But at this time, we will have two problems: first, the mass of the object cannot be 0. If 0 is set, it will lead to an error in the quality setting; Second, for some objects, we need them to have infinite mass, such as ground and wall. We need them to remain fixed in the game scene. On the one hand, 0 is not allowed, and on the other hand, infinity is difficult to set. What should we do?
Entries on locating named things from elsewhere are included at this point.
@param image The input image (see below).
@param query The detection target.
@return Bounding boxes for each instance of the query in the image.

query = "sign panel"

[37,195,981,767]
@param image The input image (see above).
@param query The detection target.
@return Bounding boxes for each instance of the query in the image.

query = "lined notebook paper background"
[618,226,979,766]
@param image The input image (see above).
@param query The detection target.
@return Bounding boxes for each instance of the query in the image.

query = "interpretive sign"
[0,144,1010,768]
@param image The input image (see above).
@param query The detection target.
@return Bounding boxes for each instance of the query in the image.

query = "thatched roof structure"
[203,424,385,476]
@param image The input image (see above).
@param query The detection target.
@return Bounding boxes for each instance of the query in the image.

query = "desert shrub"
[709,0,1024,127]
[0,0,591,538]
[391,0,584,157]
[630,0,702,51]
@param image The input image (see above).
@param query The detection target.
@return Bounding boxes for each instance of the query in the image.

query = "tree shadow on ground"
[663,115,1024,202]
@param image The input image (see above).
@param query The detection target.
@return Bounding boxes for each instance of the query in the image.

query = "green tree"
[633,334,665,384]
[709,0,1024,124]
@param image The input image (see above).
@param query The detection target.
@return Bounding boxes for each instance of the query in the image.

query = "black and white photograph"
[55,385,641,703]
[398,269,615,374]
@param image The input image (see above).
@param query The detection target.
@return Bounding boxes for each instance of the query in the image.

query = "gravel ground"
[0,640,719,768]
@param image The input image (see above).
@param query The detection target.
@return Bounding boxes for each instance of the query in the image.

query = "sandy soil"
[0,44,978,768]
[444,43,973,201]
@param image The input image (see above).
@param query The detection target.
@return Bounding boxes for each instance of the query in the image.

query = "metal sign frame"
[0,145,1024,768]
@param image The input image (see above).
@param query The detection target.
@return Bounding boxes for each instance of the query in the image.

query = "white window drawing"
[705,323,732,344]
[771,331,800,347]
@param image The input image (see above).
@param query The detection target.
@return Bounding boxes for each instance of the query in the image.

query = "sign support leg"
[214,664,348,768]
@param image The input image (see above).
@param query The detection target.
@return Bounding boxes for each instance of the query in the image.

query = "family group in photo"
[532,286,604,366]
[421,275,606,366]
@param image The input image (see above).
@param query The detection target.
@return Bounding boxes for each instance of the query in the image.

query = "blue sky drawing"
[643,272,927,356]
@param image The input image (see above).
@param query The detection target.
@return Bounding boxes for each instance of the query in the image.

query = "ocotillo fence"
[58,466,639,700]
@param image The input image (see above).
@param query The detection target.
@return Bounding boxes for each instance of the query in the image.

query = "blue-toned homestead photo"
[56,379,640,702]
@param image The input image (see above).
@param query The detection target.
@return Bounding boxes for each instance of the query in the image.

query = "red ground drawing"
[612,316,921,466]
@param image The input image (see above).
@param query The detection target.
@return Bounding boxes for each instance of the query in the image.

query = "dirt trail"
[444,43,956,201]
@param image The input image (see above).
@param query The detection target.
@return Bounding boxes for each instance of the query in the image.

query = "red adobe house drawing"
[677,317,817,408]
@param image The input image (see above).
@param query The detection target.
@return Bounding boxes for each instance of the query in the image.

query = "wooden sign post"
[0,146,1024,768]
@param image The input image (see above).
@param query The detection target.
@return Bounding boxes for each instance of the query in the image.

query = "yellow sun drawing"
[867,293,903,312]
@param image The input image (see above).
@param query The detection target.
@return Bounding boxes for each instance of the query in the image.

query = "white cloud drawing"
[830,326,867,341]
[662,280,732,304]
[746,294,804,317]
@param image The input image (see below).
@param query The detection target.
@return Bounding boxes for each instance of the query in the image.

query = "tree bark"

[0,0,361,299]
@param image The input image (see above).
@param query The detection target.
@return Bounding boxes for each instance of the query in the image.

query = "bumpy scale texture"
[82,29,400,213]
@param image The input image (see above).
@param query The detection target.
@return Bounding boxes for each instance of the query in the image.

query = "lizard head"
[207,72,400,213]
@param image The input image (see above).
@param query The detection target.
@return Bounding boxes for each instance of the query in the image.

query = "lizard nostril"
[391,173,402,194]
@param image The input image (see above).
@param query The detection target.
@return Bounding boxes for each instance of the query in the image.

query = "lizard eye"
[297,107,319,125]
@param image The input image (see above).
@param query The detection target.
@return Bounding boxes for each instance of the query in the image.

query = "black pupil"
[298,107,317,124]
In game physics, a concept called inverse mass is proposed, which skillfully solves this problem. The inverse mass is actually the reciprocal of the mass, that is $\ frac {1} {m} $. In this way, we only need to set the inverse mass of the object to be fixed to 0 to make its mass infinite, and avoid setting the mass to 0.

```
class GameObj {
Inversemess: number // quality must not be 0
constructor(inverseMess?: number) {
if (inverseMess >= 0) {
this.inverseMess = inverseMess
}
}
setInverseMess (inverseMess: number) {
if (inverseMess >= 0) {
this.inverseMess = inverseMess
}
}
}
```

### epilogue

So far, the most basic mathematical and physical knowledge we need has been successfully injected into the physics engine, but this is only the cornerstone of a physics engine. On this basis, we have to add a variety of things, such as gravity, resistance, momentum, angular momentum, collision and so on. There is still a long way to go, and I will show them one by one in this series.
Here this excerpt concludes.